Fascicular VT ablation targets the slow calcium-dependent pathway at the midseptum of the left ventricle. Activation mapping during tachycardia (Volume VI, Chapter 3) identifies a diastolic potential (the "P1 potential") along the septum. Ablation at this site eliminates the slow limb and cures the arrhythmia. Because these patients have structurally normal hearts, no ICD is needed.
The typical BBRVT circuit: antegrade down the right bundle branch, across the ventricular myocardium, retrograde up the left bundle branch, through the His bundle, and back down the RBB. Ablation of the right bundle branch eliminates the circuit.
Key Takeaways
- Fascicular VT (Belhassen VT): A micro-reentrant circuit using the left posterior fascicle and abnormal calcium-dependent Purkinje tissue. ECG shows RBBB with left axis deviation. Terminates with IV verapamil.

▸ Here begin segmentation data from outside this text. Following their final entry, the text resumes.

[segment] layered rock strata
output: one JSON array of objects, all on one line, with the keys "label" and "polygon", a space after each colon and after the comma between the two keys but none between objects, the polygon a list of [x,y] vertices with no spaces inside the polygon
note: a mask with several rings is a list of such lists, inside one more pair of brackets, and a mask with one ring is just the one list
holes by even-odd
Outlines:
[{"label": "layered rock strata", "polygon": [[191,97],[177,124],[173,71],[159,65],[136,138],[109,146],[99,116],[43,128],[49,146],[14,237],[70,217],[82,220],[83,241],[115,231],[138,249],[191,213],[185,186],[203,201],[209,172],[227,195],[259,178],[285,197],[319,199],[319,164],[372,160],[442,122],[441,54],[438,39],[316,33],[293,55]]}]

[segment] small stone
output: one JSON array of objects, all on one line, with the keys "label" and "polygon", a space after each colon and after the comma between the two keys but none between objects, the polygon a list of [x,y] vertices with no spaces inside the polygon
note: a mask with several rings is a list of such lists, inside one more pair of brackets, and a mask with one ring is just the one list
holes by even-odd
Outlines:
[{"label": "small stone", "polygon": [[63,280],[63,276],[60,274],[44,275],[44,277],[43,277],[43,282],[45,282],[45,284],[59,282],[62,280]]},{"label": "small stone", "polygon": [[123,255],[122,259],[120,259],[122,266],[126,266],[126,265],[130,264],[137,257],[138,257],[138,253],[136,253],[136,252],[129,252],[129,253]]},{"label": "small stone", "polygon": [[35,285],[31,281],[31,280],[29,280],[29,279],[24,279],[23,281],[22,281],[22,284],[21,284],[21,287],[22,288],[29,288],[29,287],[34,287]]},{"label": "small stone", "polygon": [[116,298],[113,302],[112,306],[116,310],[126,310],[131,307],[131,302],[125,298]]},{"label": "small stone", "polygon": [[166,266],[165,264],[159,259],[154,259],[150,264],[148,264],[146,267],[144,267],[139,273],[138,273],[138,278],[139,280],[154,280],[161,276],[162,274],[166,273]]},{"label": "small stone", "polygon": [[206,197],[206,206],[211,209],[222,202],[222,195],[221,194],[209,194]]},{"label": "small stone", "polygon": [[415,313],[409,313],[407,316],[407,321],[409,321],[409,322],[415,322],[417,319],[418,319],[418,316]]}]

- The Slow Limb: The calcium-dependent pathway in fascicular VT is what makes it uniquely sensitive to verapamil among all ventricular tachycardias.
- BBRVT: Macro-reentry through the His-Purkinje system, typically in patients with dilated cardiomyopathy and prolonged HV intervals. The QRS during VT often looks identical to the patient's baseline conducted QRS.
- EP Proof: A His bundle electrogram preceding every QRS complex during VT, with an HV interval equal to or exceeding the sinus HV, confirms BBRVT.
- Ablation Targets: RBB ablation cures BBRVT. Midseptal ablation at the slow pathway (P1 potential) cures fascicular VT. Both have high success rates.
- The Diagnostic Trap: Both arrhythmias produce narrow or relatively narrow QRS complexes and are commonly misdiagnosed as SVT. The ECG morphology and clinical context (young patient vs. cardiomyopathy) point to the correct diagnosis.